身体的な症状で現れやすいのは、下腹痛、腰痛、頭痛、肩こり、めまい、乳房のはり、冷え、下痢・便秘など、生理痛(月経困難症)と共通するような症状です。胃腸の症状ではPMSでは食欲が増し特に甘いものが無性に食べたくなるという人が多いのですが、逆に食欲が減退する人もあります。さらに、むくみ、にきび、肌荒れ、疲れやすい、眠くなる、などの症状も起こります。
精神的な症状では、イライラする、怒りっぽくなる、ゆううつ、無気力、涙もろくなる、不安感、性欲亢進または減退などがよく見られる症状です。
PMSで体に現れる症状の多くは、「むくみ」がベースになっています。
むくみ、というと足首や太ももなど下半身に現れるものがすぐに想像されるかもしれません。実際PMSでも腰や足が重だるい感じがしたり、太ももの裏側がしびれたり突っ張ったり、という人が多いのです。また、乳房の張りもむくみによるものです。その他にも、むくみは全身に現れる症状なので、たとえばPMSによる便秘は、腸壁がむくんでしまって腸の動きが悪くなるために起こると考えられます。
PMSの症状は多岐に渡ります。また、PMSの症状は生理前3日~10日前に現れ、生理の開始とともに消えていくことが多いのですが、その症状の現れ方や程度も人によって違っているために、中にはPMSである、という自覚がない人もいます。イライラして、つい、家族や同僚など周囲の人に当たってしまい、後で自己嫌悪になるようなこともあります。
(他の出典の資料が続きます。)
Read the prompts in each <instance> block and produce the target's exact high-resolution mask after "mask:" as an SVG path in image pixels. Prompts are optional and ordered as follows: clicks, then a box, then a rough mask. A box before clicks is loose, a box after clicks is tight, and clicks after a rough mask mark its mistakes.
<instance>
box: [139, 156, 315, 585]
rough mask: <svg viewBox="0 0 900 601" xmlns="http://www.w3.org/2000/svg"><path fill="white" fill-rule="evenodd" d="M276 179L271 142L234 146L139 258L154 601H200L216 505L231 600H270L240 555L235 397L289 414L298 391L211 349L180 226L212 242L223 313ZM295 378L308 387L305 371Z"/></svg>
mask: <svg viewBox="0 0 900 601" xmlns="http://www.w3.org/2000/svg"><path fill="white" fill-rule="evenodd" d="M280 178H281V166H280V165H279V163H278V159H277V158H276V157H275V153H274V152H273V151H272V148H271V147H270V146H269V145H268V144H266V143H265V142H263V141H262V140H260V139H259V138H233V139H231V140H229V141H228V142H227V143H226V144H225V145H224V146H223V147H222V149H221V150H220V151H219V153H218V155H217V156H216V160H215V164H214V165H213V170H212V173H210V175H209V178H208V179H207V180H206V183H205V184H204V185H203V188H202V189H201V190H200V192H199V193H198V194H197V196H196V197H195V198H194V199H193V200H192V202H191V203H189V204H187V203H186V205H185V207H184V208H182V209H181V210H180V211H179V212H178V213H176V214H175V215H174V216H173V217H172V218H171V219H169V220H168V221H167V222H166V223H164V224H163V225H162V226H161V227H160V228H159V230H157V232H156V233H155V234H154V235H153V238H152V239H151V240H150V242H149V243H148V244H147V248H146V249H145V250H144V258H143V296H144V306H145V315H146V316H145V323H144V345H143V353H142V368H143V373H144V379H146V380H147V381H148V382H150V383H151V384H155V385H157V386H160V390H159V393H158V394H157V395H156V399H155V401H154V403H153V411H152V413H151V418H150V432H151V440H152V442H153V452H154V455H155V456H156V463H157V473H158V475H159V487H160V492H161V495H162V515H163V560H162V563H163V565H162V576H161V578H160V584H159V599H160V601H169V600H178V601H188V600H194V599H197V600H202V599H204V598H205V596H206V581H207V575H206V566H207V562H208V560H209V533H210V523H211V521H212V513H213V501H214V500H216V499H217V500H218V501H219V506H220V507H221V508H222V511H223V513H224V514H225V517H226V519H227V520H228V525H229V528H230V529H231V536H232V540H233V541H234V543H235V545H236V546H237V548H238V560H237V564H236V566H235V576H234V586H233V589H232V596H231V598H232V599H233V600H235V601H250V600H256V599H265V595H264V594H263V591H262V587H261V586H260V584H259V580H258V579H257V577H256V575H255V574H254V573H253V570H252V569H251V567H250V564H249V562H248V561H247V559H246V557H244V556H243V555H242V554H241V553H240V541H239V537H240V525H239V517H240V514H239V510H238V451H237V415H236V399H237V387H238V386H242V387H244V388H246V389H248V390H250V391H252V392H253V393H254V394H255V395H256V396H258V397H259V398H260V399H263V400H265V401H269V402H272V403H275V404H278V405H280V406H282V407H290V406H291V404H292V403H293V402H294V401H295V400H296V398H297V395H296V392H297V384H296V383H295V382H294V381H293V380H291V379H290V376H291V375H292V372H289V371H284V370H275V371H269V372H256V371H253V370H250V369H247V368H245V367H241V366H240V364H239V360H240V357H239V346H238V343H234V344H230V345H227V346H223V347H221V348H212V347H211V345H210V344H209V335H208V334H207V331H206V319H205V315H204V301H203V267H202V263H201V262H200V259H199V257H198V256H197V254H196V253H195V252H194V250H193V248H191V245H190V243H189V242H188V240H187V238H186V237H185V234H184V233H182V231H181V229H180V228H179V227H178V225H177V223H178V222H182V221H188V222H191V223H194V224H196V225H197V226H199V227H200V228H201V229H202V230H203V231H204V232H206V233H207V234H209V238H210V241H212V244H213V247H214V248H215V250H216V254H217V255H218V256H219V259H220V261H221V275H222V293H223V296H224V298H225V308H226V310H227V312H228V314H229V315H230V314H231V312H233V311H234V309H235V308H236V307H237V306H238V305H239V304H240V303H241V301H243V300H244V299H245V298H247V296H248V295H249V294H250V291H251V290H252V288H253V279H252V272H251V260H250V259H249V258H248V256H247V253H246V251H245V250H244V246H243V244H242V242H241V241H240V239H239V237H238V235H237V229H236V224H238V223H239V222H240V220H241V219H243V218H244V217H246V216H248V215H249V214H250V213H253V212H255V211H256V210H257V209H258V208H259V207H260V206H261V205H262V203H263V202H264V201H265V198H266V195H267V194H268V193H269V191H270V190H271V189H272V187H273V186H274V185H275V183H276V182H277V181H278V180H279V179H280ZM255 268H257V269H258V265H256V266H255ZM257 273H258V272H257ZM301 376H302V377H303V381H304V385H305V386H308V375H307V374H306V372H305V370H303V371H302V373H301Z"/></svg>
不快な症状が生理の前に周期的に現れているのであればそれはPMSかもしれません。基礎体温表をつけて生理周期と不快な症状が関係しているかをチェックしてみましょう。
PMSであることを自覚するだけでも、
むくみやすくなるからお風呂にゆっくり入ってストレッチをしてから寝よう、
「すこしイライラしやすくなっていてごめんね」と家族に言っておく、仕事上の大事な約束や決断はPMSの期間中にはできるだけ入らないようにする、
など対策が取りやすくなります。